Mukudzei Chingwere Herald Reporter
PRESIDENT Mnangagwa is today expected to leave for Kenya to attend the Zimbabwe–Kenya Joint Permanent Commission on Co-operation (JPCC) which seeks to enhance collaboration in various fields between the two countries.
The State visit is expected to open horizons for economic co-operation between the two republics — as the President continues to take his re-engagement and engagement to all parts of the world.
Critically, the session is taking place 25 years after the convening of the second session in Harare in January 1997 — in what also reflects the Second Republic’s new approach that seeks not only to broaden the country’s diplomatic horizons but also boost economic co-operation.
In his opening statement at the third session of the Zimbabwe– Kenya JPCC, Ambassador James Manzou, Permanent Secretary in the Ministry of Foreign Affairs and International Trade and co-chair of the senior officials meeting said the two countries must put into action their words.
“We should, in the next two days, put our shoulders to the wheel and ensure that we conclude negotiations on a number of MoUs to be signed during the State visit to Kenya by His Excellency President Emmerson D Mnangagwa,” said Ambassador Manzou.
He said the “third session of our JPCC was deliberately timed to precede the State Visit to this beautiful country by His Excellency Cde Emmerson Dambudzo Mnangagwa, President of the Republic of Zimbabwe”.
“Our two Principals expect the outcome of this meeting to directly feed into their programme.

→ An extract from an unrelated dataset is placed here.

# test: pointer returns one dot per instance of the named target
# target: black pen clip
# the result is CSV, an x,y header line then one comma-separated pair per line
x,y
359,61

We, therefore, need to focus our energies on agreements/MoUs that are at an advanced stage of negotiation to ensure that they are concluded and signed during this session.”
Ambassador Manzou said under the economic cluster, there are draft agreements and MoUs at different stages of negotiations.
“The Bilateral Investment Promotion and Protection Agreement (BIPPA), the avoidance of double taxation agreement, and the Memorandum of Understanding (MoU) in tourism and wildlife conservation. It is imperative for our two countries to quickly negotiate and conclude these legal instruments as they are pivotal to closer economic co-operation between our two countries.”
“In the social and cultural cluster, the Memorandum of Understanding on the promotion of co-operative development and the MoU on the promotion of women empowerment and community development stand out among those that need to be fast-tracked because of our important contribution to the welfare of communities in both countries.
“Of course, this is not to forget the Memorandum of Understanding (MoU) on co-operation in the field of sport and recreation.
“In the field of soccer, I note that both Kenya and Zimbabwe recently suffered a similar fate after FIFA imposed bans on our national soccer organizations. We urgently need to exchange views and strategise on how to resolve the issues involved,” said Ambassador Manzou.
He said, “In our own political and diplomatic cluster, you will agree with me that it was a gross oversight that we did not conclude a Memorandum of Understanding on political and diplomatic consultations soon after we signed the General Agreement on Co-operation between our two countries in August 1989.
“The MoU is instrumental in driving forward bilateral co-operation through frequent exchanges between our two ministries of Foreign Affairs. I am consoled that we now have the draft MoU before us at this session. I hope that it will be finalised and signed at this JPCC session.”
Ambassador Manzou said both countries have robust agricultural sectors which form the backbone of their economies.
“We would have expected that MoUs on cooperation in this sector would by now have been exchanged between the respective line ministries/departments, but we will for now leave that as homework for those colleagues responsible for that area.”
Ambassador Macharia Kamau, Principal Secretary in the Ministry of Foreign Affairs of the Republic of Kenya and Co-Chair of the Senior Officials meeting of the Zimbabwe–Kenya JPCC said if Africans remain divided they will be vulnerable.
“We continue to see the horrors of the draconian sanctions; my President speaks about this every time he goes to the Security Council. He reminds the world that these sanctions imposed by the Europeans are unacceptable, they are barbaric and they are racist, and have left Zimbabwe a poorer place and hurt the people of Zimbabwe.”
Ambassador Kamau commended Econet founder Mr Strive Masiyiwa for his role in the continent’s response to the Covid-19 pandemic.